各論

 さて,ここからは,懲戒事由ごとに分けて分析してみようと思います。

  • 横領

 20期代が3人,30期代1人,40期代1人です。いずれも業務停止以上の懲戒を受けており,業務停止2年や除名という処分を受けているケースもありました。
 見てのとおり,横領で懲戒を受けるのはベテランということが明確に分かりました。まあ,焦げ付いてしまうほどの金銭を横領できるのは,年数を経たベテランだけ,ということなのでしょうけれども。
多額の金銭を扱う財産管理人など回ってきたことのない若手からすると,非常に不公平感が否めません。報酬がほとんど見込めない成年後見事案を多数経験している当職からすると,横領事案を聞くたびにやる気が減退していきます。財産管理人をベテランにさせるなら,若手と共同受任ないし補助者として関与させて報酬を分けてはどうでしょうかねえ。若手は仕事が勉強できて,報酬ももらえて嬉しい,依頼者もフットワークが軽い若手が担当してくれて嬉しい,ベテランは報酬が減らされて横領もできなくなっちゃって哀しい,といいことづくめです。


  • 非弁提携

 0期代に1人,10期代に1人,20期代に2人,30期代に1人の,合計5名です。このほか,「業務停止中の業務」の者(1名,10期代)の原懲戒も非弁提携だったような気がします。
 期が上のベテラン勢ばかりです。
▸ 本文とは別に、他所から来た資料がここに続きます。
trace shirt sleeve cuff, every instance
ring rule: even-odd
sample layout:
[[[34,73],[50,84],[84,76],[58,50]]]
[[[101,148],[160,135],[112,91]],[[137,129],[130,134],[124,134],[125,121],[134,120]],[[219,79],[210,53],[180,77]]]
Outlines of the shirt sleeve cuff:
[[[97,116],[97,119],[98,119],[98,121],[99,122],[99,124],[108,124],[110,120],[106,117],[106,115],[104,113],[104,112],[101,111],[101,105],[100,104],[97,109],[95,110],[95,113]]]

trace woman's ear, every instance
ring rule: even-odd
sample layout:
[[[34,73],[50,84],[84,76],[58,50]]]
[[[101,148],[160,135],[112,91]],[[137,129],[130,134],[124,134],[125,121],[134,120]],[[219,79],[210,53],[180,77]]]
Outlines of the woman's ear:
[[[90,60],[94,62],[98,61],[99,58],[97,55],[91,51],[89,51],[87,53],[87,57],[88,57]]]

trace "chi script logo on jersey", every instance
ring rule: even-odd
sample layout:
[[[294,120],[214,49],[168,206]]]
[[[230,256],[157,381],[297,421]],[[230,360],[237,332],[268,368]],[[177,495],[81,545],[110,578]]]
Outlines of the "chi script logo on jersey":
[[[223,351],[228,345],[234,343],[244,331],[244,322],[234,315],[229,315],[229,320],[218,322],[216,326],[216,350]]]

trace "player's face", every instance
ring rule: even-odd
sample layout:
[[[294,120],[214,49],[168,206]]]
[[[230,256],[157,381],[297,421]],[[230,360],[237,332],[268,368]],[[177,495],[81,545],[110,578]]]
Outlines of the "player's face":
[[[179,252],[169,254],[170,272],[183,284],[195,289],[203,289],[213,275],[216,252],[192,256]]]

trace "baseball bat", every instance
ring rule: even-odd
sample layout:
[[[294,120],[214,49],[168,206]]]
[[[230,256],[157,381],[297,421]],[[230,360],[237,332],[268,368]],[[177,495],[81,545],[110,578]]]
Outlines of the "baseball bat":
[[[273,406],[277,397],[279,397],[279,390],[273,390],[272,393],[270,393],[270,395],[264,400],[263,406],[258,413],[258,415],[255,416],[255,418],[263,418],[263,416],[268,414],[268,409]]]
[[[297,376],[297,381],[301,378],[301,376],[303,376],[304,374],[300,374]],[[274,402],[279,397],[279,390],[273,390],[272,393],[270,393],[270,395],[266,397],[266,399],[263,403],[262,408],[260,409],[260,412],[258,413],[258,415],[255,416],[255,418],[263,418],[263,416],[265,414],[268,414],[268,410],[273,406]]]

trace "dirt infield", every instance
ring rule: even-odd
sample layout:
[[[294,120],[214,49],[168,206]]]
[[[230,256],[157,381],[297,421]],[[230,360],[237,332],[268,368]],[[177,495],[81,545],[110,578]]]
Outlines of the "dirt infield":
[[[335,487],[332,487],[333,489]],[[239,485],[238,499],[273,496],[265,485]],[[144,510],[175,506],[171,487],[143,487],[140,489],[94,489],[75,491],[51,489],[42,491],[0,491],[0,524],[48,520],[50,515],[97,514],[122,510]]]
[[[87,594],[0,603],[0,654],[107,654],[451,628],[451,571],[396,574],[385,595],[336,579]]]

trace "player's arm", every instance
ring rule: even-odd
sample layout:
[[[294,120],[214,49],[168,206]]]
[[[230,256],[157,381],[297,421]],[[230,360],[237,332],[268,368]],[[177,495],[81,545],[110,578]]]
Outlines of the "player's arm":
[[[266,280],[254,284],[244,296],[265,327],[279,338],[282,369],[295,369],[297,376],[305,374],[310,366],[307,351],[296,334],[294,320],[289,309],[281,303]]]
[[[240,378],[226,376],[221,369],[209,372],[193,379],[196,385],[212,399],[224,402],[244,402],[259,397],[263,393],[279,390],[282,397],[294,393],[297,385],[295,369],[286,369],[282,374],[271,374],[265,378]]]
察するに,経済的に困窮していて,判断力が低下しているベテラン弁護士が食い物にされているのでしょうか。新人がそういう勢力に取り込まれているケースも今後出てきそうです。
 処分も業務停止1ヶ月から退会命令までと,非常に重い処分が下っています。非弁提携者は累犯傾向があるようですので,当然といえば当然です。こういう不良ベテランをどうフォローしていくかについては,日弁連が力を入れて取り組むべき事業ではないかと思われます。

  • 不祥事

 20期代に1人,50期代に1人,60期代に4人の合計6名です。50期代の者も50期代後半であることから,若手に多い懲戒類型であると思われます。
 上記の分析のとおり,懲戒を受ける弁護士の多くはベテランではありますが,このように若手が多く懲戒を受けている類型もあるわけです。我々若手も襟を正さねばなりません。
 特定をするのは本意ではないので事案の内容に踏み込むのは躊躇われますが,セクハラや性的な犯罪等が目立っていました。

  • 弁護過誤

 これは,期の上下を問わず,満遍なく(?)いました。個々の弁護過誤の内容が違うので,統一的な分析はしにくいですが,老若男女を問わず受けかねない懲戒事由ということで,一寸先は闇ということは分かりますね。

  • 過大報酬

 0期代が1人,20期代が3人,30期代が2人,50期代1人,60期代1人。
 ベテランが多いですが,若手も目立ちます。若手のイケイケ弁護士が,調子に乗ってお金を取りすぎてしまうとこうなります。
 ボスから「お金を取りすぎてはいけない」という名言を頂戴した当職も,調子に乗らないようにしたいと思います。

  • 事件放置

 弁護過誤と同様,満遍なくいました。
 ただ,そうはいっても20期代,30期代が多い印象です(14人/29人)。若手はフットワークが軽く,ベテランはフットワークが重いため,こういう結果になるのでしょうか。
 なかなか稼げなくなっている昨今,事件を無理に受任してしまって放置したりすることについては,若手もベテランも気をつけなければなりません。

  • 金銭問題

 典型的には,依頼者から金銭を借りたりしてその返済ができなくなったようなパターンです。
 0期代1人,20期代1人,30期代1人です。戒告,業務停止6月,10月という処分内容ですので,重い事案が多いです。
 先に考察したとおり,こういう金銭問題系はやはりベテランが多いです。当職のような若手弁護士からすると,依頼者との間で金銭を貸し借りすること自体が信じられません。